山田右衛門作住居跡、今は観光地となっている
出典:じゃらん

島原の庄屋であり、南蛮絵師でありました。天草四郎の副官として本丸を守備していたといいます。しかし幕府と内通していたために島原の乱で唯一の生き残りとなりました(諸説あり)。幕府と内通した理由は、妻子を一揆軍に人質に取られて仕方なく参加したといわれています。

非常に知識人であったために一揆軍に重宝され、四郎の側におかれ頼りにされていたそうです。皮肉にも一揆軍にとっては、幕府軍に重要な情報が流れていくこととなりました。しかし一揆軍内で内通が露見。妻子は斬られ、自身は有馬牢に入れられてしまっています。

天草四郎の旗印は山田右衛門作が描いたといわれている
出典:Wikipedia

その後幕府軍の総攻撃により城は落城。山田右衛門作も幕府兵に斬られそうになりますが、矢文を見せたことで助命されました。乱後は事情聴取のために江戸に連行され取り調べを受けています。その後はキリシタンの踏み絵を描いたりして江戸で暮らしたそうです。

有家監物

有家と一騎打ちをしたという老中・板倉重矩
出典:Wikipedia

キリシタン大名有馬氏に仕えていた浪人であり、キリシタンでした。乱の中では実質的な主導者で、天草四郎と同じく本丸大将でした。娘は天草四郎の妻だったといいます。最後は落城の時に板倉重矩と一騎打ちの末に討ち取られ、首は天草四郎と共に原城付近と出島に晒されました。

島原の乱の経緯を時系列で解説

島原の乱を描いた画
出典:JapaneseClass.jp

日本史上最大ともいわれた島原の乱。そんな約半年間にも及んだ乱の経緯を時系列に紹介していきます。

1637年10月:島原の一揆勃発

キリシタン大名だった有馬氏の家臣たちが乱を主導した
出典:戦国ヒストリー

過酷な年貢の取り立てに限界を感じた島原の領民たちは、旧有馬藩の浪人で地域の主導者になっているような人物たちの元で組織化し、反乱の計画を立てるようになります。そして湯島(談合島)で会談を行い、キリシタンの間でカリスマ的存在だった天草四郎を総大将とすることを取り決めています。

そして事の発端は1637年10月25日、島原南部の住民が代官を殺害して乱が勃発。事件の原因は、惨い年貢の取り立てとキリシタンの取り締まりが再開されるためといわれています。島原の乱が起こる少し前に臨月の女性を“水牢”に閉じ込め、女性は牢の中で子供を出産し母子ともに亡くなる事件が起きています。
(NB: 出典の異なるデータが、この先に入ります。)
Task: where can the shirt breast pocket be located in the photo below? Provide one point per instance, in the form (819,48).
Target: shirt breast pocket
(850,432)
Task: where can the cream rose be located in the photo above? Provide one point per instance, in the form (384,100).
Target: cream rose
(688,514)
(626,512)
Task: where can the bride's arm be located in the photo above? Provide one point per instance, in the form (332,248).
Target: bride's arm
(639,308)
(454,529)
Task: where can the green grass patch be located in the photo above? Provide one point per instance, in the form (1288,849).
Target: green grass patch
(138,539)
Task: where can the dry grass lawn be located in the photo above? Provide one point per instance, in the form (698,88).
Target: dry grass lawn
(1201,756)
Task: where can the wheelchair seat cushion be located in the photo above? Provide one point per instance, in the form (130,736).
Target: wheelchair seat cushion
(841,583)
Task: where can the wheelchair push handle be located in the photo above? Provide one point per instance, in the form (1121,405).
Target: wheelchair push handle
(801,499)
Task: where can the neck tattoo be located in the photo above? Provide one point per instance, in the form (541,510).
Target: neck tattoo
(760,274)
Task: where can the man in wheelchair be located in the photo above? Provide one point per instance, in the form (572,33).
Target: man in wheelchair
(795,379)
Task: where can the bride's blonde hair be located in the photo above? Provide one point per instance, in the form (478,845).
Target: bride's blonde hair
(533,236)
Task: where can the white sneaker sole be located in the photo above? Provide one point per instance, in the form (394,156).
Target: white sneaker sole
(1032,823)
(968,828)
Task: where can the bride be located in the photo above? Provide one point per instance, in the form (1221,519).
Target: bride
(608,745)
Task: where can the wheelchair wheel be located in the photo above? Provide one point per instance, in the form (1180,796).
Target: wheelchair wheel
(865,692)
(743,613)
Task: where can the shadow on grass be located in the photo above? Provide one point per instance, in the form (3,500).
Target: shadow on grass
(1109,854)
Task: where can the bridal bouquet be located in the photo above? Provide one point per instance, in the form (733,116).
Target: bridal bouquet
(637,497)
信徒が持っていたデウスの絵を焼き捨てた代官を殺害したのが始まりだった

そして10日ほど前からキリシタンの取り締まりが活発化しており、住民が隠し持っていたデウス(神)の絵を代官が焼き捨てたことに逆上して信徒が殺害に至ってしまいます。後戻りできなくなった住民は次々に寺社を焼いていき、27日には島原城下を放火し一揆は島原全域へと広がっていきました。

1637年12月:天草四郎も一揆し原城へ籠城する

現在富岡城跡は天草切支丹館となっている
出典:Wikipedia

同じころ天草四郎出身地の大矢野島を中心に蜂起し、応援に来た島原兵と力を合わせて本渡城などの天草支配の拠点を攻撃。11月14日には本渡の戦いで富岡城代の三宅重利を討ち取り、その勢いで富岡城も攻撃しますが、本丸を落とせず落城できませんでした。
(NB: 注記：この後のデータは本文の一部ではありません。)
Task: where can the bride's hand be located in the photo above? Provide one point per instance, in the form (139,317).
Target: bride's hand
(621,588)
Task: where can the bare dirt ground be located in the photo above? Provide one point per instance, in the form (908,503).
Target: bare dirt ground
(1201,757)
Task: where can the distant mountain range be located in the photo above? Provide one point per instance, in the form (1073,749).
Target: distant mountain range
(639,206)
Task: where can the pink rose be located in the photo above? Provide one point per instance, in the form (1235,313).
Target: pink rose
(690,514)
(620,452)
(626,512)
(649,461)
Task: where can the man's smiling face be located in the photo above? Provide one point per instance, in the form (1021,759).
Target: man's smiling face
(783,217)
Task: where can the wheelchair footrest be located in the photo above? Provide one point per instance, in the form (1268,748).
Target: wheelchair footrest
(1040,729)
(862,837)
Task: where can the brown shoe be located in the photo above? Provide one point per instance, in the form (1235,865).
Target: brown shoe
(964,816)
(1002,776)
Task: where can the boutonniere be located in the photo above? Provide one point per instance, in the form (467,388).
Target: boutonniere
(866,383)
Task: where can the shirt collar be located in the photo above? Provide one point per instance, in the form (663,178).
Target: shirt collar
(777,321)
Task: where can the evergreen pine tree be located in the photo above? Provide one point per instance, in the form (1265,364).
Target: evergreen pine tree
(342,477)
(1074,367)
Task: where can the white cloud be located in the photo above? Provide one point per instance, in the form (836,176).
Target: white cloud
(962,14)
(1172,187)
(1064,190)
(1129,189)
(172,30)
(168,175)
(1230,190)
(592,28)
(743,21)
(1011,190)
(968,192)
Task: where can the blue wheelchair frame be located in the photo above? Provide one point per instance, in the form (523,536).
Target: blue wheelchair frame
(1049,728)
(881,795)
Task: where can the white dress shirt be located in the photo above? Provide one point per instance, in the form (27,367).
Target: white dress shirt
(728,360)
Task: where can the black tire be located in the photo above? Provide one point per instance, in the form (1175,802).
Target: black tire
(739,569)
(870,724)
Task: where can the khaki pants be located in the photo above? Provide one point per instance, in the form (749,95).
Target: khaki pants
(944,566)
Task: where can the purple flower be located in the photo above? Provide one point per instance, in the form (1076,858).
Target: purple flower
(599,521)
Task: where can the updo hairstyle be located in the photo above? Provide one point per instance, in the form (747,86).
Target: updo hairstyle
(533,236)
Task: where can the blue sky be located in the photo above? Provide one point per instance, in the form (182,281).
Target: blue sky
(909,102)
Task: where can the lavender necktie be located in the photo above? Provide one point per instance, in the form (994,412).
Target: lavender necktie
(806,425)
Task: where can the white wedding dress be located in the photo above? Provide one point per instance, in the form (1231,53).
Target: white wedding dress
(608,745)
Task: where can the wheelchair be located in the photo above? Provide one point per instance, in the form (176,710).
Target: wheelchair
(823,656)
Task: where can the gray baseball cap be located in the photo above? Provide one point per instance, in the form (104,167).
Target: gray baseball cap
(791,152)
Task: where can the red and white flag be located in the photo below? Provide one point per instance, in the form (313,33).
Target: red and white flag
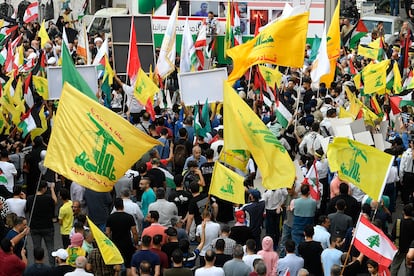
(133,59)
(31,13)
(373,243)
(201,44)
(312,179)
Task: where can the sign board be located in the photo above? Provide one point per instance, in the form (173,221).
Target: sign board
(54,79)
(198,86)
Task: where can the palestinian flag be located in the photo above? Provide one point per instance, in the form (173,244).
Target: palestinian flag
(359,32)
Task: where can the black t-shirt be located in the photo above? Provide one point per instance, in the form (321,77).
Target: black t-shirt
(311,253)
(207,171)
(120,224)
(43,212)
(157,178)
(221,259)
(226,210)
(196,207)
(181,198)
(241,234)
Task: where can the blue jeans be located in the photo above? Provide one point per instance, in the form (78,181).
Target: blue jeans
(394,9)
(47,235)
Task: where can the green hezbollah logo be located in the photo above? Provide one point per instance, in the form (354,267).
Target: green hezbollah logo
(261,40)
(228,187)
(352,170)
(104,162)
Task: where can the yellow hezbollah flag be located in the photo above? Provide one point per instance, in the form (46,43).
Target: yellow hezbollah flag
(144,88)
(41,85)
(235,158)
(274,45)
(109,251)
(271,76)
(248,132)
(368,52)
(397,86)
(354,162)
(40,130)
(90,144)
(44,37)
(226,184)
(333,44)
(375,77)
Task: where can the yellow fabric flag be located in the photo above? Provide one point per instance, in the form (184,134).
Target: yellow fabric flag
(397,86)
(109,251)
(226,184)
(355,104)
(357,81)
(41,85)
(44,37)
(248,132)
(109,73)
(92,145)
(40,130)
(144,88)
(368,52)
(375,77)
(343,113)
(272,45)
(354,162)
(333,44)
(18,92)
(235,158)
(271,76)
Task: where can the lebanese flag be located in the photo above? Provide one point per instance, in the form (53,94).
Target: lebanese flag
(133,59)
(373,243)
(201,44)
(312,179)
(31,13)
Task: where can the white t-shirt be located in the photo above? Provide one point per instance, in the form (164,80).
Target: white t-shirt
(211,271)
(17,206)
(212,232)
(9,171)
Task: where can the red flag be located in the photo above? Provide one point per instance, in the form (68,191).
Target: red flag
(258,24)
(133,59)
(312,179)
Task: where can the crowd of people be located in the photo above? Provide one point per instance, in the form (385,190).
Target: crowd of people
(160,214)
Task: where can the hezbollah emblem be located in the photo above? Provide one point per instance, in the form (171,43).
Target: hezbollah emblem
(101,162)
(352,170)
この時に天草でキリシタンになることを強制された「新キリシタン」と呼ばれる村々は戦線離脱し、島原でも一部の地域が藩側につくものも現れたといわれています。こういった人たちが討伐軍の情報源になった一面もあったようです。

現在の原城跡
出典:Wikipedia

討伐軍が向かってきていることを知った一揆軍は、有明海を渡り島原半島に移動。旧藩主有馬家の居城であった廃城・原城に籠城しました。ここで島原と天草の一揆軍が合流、約37,000人もの規模になったといいます。

1637年12月:幕府軍2度攻めるが失敗

副将とされた戸田氏鉄
出典:Wikipedia

乱の発生を知った幕府は、上使として板倉重昌、副使として石谷貞清を任じ鎮圧に向かわせます。重昌は九州諸藩兵をまとめて討伐軍を結成。原城を包囲し総攻撃しますが、12月10日、20日2回に失敗しています。
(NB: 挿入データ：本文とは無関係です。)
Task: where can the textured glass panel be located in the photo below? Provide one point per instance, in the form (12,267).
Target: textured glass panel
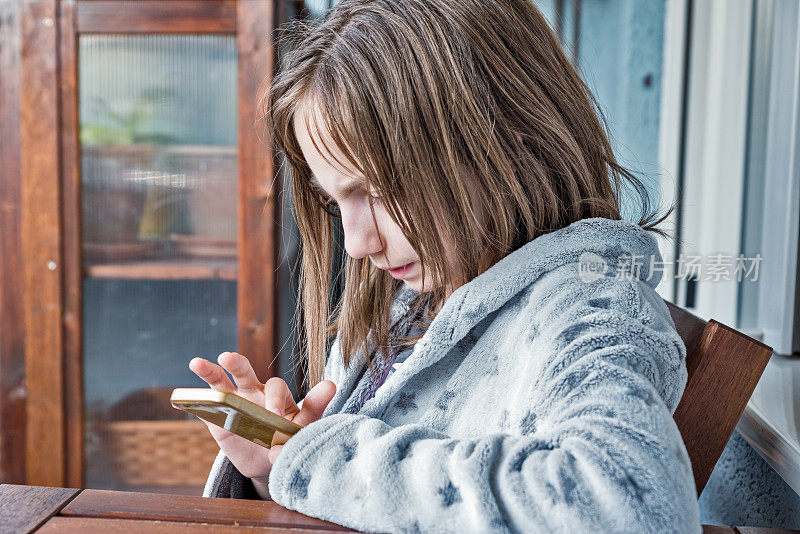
(620,48)
(159,175)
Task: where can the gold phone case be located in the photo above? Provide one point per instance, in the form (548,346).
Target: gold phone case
(234,413)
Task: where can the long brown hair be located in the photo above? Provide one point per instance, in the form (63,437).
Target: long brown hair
(414,92)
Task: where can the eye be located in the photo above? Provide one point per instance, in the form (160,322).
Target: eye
(333,208)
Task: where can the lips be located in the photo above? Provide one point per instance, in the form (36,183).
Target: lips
(398,272)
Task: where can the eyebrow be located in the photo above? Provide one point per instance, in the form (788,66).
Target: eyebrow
(345,191)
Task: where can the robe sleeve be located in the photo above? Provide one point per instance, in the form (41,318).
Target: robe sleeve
(603,455)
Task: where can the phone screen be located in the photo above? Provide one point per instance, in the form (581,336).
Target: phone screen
(233,420)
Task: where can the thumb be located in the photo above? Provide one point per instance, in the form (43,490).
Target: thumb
(315,402)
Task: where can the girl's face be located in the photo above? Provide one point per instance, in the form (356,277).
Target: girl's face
(385,245)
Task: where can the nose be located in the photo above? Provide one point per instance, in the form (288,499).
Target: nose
(361,237)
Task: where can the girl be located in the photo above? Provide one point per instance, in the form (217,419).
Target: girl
(501,359)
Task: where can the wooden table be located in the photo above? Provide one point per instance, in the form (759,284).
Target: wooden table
(48,510)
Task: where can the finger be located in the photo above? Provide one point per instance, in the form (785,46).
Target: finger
(239,366)
(278,397)
(314,405)
(212,374)
(315,402)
事態を重く見た幕府は総大将として松平信綱、副将として戸田氏鉄を派遣します。功を松平信綱に取られると焦った重昌は、1月1日に信綱が到着する前に強引に総攻撃を開始。しかし連携が上手く取れていないこともあり、約4000人の被害者を出し、重昌も鉄砲が直撃し戦死してしまいます。

討伐軍には甲賀忍者も動員されていた
出典:Wikipedia

松平信綱を迎えた討伐軍は約12万人にまで膨れ上がり、陸と海の両方から挟み撃ちを試みます。討伐軍の中には甲賀忍者もおり城の中に潜入し、兵糧が少ないことを突き止めています。この情報により討伐軍は兵糧攻めに決めたといわれています。